Friday, August 26, 2016

i don't have any patience for this kind of thing. if she wins, i hope she gets boycotted. you want a market? there you go.

http://www.cbc.ca/news/canada/montreal/maple-syrup-goes-to-supreme-court-1.3736127

j reacts to the cult of success

those who seek "success" are merely slaves to the banking class. true emancipation from capital only lies in the glorification of failure.

https://www.youtube.com/watch?v=RJQK6DExtIg

this century has been full of firsts.

clinton - first female president
obama - first black president [probably not actually true]
bush - first retarded president

what's next?

j reacts to canada's anachronistic, but encouraging, return to peacekeeping

in theory, i would prefer to be involved in international peacekeeping than nato interventionism. but, this is complicated.

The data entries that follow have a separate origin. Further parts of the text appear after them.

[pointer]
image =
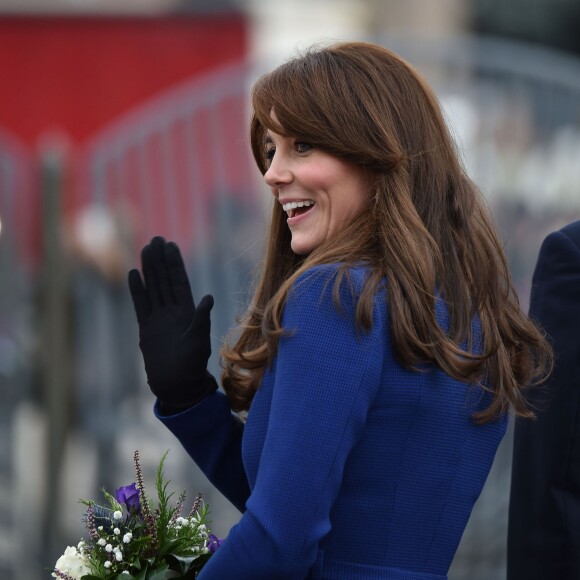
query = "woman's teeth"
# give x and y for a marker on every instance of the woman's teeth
(291, 206)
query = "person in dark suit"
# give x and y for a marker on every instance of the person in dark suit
(544, 512)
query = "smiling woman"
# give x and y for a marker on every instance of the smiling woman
(382, 351)
(319, 192)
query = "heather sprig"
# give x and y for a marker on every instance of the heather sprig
(133, 538)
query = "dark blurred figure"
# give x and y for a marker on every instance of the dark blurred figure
(544, 515)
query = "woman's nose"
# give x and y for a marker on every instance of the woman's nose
(279, 173)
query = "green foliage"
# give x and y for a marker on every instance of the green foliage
(145, 543)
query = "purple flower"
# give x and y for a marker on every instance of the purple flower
(213, 543)
(129, 495)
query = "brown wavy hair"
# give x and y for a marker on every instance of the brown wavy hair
(426, 227)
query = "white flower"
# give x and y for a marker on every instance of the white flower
(73, 563)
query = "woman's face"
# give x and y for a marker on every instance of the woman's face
(319, 192)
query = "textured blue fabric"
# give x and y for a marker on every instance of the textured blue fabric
(350, 466)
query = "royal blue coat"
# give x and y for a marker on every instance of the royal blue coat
(349, 466)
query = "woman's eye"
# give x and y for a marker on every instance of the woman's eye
(302, 147)
(269, 155)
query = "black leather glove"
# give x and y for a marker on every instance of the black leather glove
(174, 335)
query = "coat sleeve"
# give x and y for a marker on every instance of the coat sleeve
(327, 375)
(212, 436)
(543, 538)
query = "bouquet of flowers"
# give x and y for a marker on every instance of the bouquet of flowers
(131, 538)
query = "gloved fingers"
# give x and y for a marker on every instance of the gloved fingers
(202, 320)
(139, 295)
(150, 276)
(177, 275)
(160, 270)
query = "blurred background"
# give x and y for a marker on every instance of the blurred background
(120, 120)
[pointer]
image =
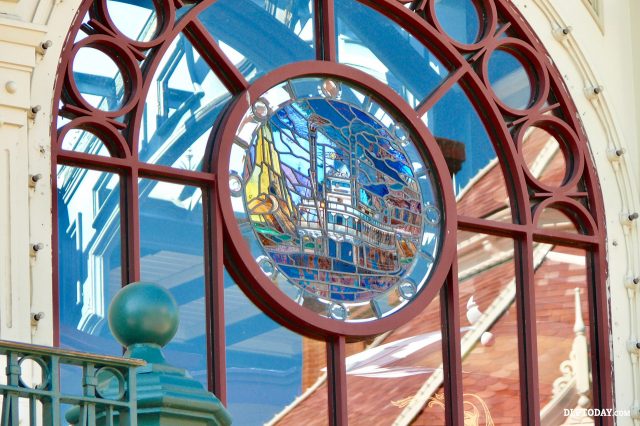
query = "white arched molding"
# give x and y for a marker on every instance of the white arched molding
(588, 59)
(28, 66)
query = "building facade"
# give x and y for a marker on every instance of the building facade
(111, 174)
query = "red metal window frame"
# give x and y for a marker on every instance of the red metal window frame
(468, 65)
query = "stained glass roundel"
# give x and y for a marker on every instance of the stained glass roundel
(337, 202)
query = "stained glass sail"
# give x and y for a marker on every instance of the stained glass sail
(341, 205)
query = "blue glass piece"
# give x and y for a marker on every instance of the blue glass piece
(369, 41)
(463, 126)
(264, 361)
(510, 80)
(459, 19)
(180, 109)
(136, 19)
(98, 79)
(380, 189)
(259, 37)
(89, 272)
(172, 255)
(333, 199)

this is largely pr for the pmo. but, it's international pr with a functional purpose. i don't want to pretend that there's a monolithic canadian, but our general perspective for decades has been that we'd rather create goodwill than build a military. you often hear americans ask the question: why do they hate us? canadians tend to take it a step further in advocating a foreign policy that ensures they have no reason to hate us. we legitimately want mutual respect. the thinking is that we don't need a conventional force, that way - and that we can utilize our allies for nuclear deterrence.

on first glance, this is even more rational in a world where war is defined by terrorism than it was in the cold war. but, the only reason it was really possible in the first place was due to the alliances within the cold war. america may have been content to allow canada to kind of drag our feet on nato, so long as we were a useful diplomatic ally. that's not the way things are anymore.

so, what trudeau is no doubt thinking is that we can squirm out of these onerous demands to buy american weapons that they expect us to use to bomb syria by sending peacekeeping troops to africa, instead. he thinks that because it worked in the 60s and 70s. it kept us out of vietnam. it's just that it's not the 70s anymore.

i'm honestly not sure how the americans are going to react to this.

http://www.cbc.ca/news/politics/canada-peacekeeping-announcement-1.3736593

canada always has and always will contribute to legitimate defensive war efforts. but, as a people, we're just not committed to the idea of empire.

we want real multipolarity, not unilateralism and hegemony.

there have been times when we've even described ourselves as 'non-aligned'.

this is longstanding liberal party policy, and widely populist, here. i'm just not sure how to make sense of it in 2016. post-history. post 9/11.

i guess we'll have to check the details.

i mean, this was one of the big questions in the last election: what is the party going to do to adjust it's peacekeeping policies to make sense in today's world, where the president doesn't even consult congress anymore, let alone care about international law?

we never really got a good answer. i guess we'll see how it unfolds.

just to be clear...

canada contributed to the mission in afghanistan, but not the invasion of iraq. it wasn't arbitrary. it was just a question of international law.

chretien was widely quoted at the time explaining that canada would have gladly taken part in iraq if it wasn't illegal. more or less verbatim. that's been the liberal party's policy forever.

but, how do you put the wars that exist today in that kind of context? iraq blew the whole system up. the americans don't care about the un anymore. yet, we remain aligned with them. that's a huge problem for the party, which is up against a glaring contradiction.

if this is a way out, great. let's hope it works. but, i....

...i don't know how the americans are going to react because it's a decision that's made with flawed information. all of the models and simulations that the americans use are based on rational people. i would expect that they don't have a plan for this, because no foreign policy expert would consider it coherent. like i say - it's the return to canada's "way to escape the cold war" policy without any rational, meaningful context.

first, it's going to confuse the fuck out of them. then, they're going to have to figure out what to do. it could be anything from shrugging it off to taking him out.

like i say: if you're a canadian, this is highly populist. it's been liberal party policy since wwII. it's a part of our national identity. but, if you're an american foreign policy analyst operating in the context of contemporary conflicts in the middle east? it's just coming from absolutely nowhere, and is no doubt going to be hard to make sense of. so, it's hard to predict that response.

i really expected that the policy would need to be tweaked, rather than taken off the shelf and dusted off. we'll see what happens.